Saturday, February 09, 2013

Love, and not the noble kind


If you know me personally, be warned, I care for societal niceties less and less. I know very well all which the human creature is capable of, and how normal it all is. If you wish to know me only to some polite degree than watch your step around here. I have no secrets and a swiftly decreasing will to protect you from all the distracting superstitions and hang-ups you don’t know you have.

The earliest years I can remember, so significantly developmental, were marked by a mother who loved me fiercely and outwardly, and the vague knowledge of some father who was not present. So get a little Freudian about it and it’s no wonder that the simpler, directional love (in essence sexual, not enlightened) which I have experienced in life, runs in a consistent pattern. It is fierce, outward (honest with little ability to hold back) and it is paternal in nature. I always desire to be some kind of nurturer, perhaps so as if to fix my own childhood in a sense, by becoming the father I once lacked, to a surrogate me. This is just a theory and not a terribly relevant one perhaps. But it would explain why my adored have generally been younger and why I only ever wish to love and not really to be loved.

It’s hard for me to know how rare this is or not; this wish to love with cooperation but without reciprocation. Not that I wish to be used, exactly. Being appreciated is fine, and being needed is great. And being loved is okay, I suppose, just unnecessary.

I’ve never experienced my ideal romantic relationship. I’ve experienced isolated components of it here and there, and sometimes (long ago) in the opposite role - being the adored and not the adorer - which sounds weird perhaps, because it sounds like the polar opposite of what I desire. But sometimes it feels better to play the totally wrong role, and at least get to experience the tableau, rather than sit on the sidelines altogether.  The sad thing is that there was a time in my life where I had the capacity to create that ideal relationship but it passed while I was busy being normal because I had no vision or self-awareness to speak of.

My deepest romantic loves have always been, arguably, exercises in infatuation; almost entirely one-sided, and each manifestation has been different; each one marked by significant improvement over the last. By improvement I mean that I have learned from my mistakes. I have evolved with each occurrence. I have learned to handle these difficult and often painful circumstances with more and more honesty, peacefulness and wisdom.

With each affair-of-sorts I feel less jeopardy. And with the apparent closure of each, the love I feel has never died; just become more manageable.
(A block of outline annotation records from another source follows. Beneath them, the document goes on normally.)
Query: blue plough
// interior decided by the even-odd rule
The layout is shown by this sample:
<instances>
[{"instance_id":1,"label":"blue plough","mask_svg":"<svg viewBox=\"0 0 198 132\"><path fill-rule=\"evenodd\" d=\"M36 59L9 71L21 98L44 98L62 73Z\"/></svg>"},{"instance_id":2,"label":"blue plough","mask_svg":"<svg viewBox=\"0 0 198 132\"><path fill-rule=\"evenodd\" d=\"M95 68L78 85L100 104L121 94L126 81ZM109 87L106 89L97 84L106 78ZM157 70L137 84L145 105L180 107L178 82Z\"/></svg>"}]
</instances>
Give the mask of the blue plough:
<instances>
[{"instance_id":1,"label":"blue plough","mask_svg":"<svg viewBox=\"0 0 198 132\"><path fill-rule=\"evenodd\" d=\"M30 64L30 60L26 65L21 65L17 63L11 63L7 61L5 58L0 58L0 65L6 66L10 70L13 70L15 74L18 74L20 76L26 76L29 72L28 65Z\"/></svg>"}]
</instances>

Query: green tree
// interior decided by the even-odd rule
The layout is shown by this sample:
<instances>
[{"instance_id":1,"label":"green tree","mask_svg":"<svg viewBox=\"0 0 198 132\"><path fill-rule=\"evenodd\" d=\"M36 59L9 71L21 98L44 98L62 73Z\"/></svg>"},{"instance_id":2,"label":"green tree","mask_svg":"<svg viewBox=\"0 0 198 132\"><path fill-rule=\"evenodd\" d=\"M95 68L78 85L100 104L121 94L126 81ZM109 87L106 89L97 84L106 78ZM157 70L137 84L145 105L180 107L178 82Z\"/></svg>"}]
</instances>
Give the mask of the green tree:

What I find interesting, and I apologize for taking so long to get around to it, is the issue of trust. With each of these experiences I have become more trustworthy and also more trusting. I have, it seems to me, evolved to the point of being completely trustworthy and completely trusting; the reasons for each being of two different natures.

To take a somewhat indulgent short-cut, I am trustworthy because of my lack of fears and my capacity for integrity, both of which stem from a largely successful experience with the poetic process, likely along with a couple other reasons not occurring to me at this moment.

Why I am so trusting is more interesting. Possibly it has to do with the lack of fears but primarily it is an addictive behaviour alike the love itself. This is a bit tricky but let me try to navigate this: It’s not a conscious decision to trust completely. It’s a celebration of love; a kind of gift. It’s trust without trust being earned necessarily  A kind of romantic notion. “Here. I trust you. I open up to you and thus grant you the power either to protect me or to hurt me. I throw myself at your mercy.” It is the notion that this person is so special that they surely must be worthy of trust. It's faith I suppose.

This does not mean that all the trust I give is without justification. Sometimes the beloved really is special enough that they are worthy of all the trust. The point is that they don’t need to be. They’ll receive it regardless.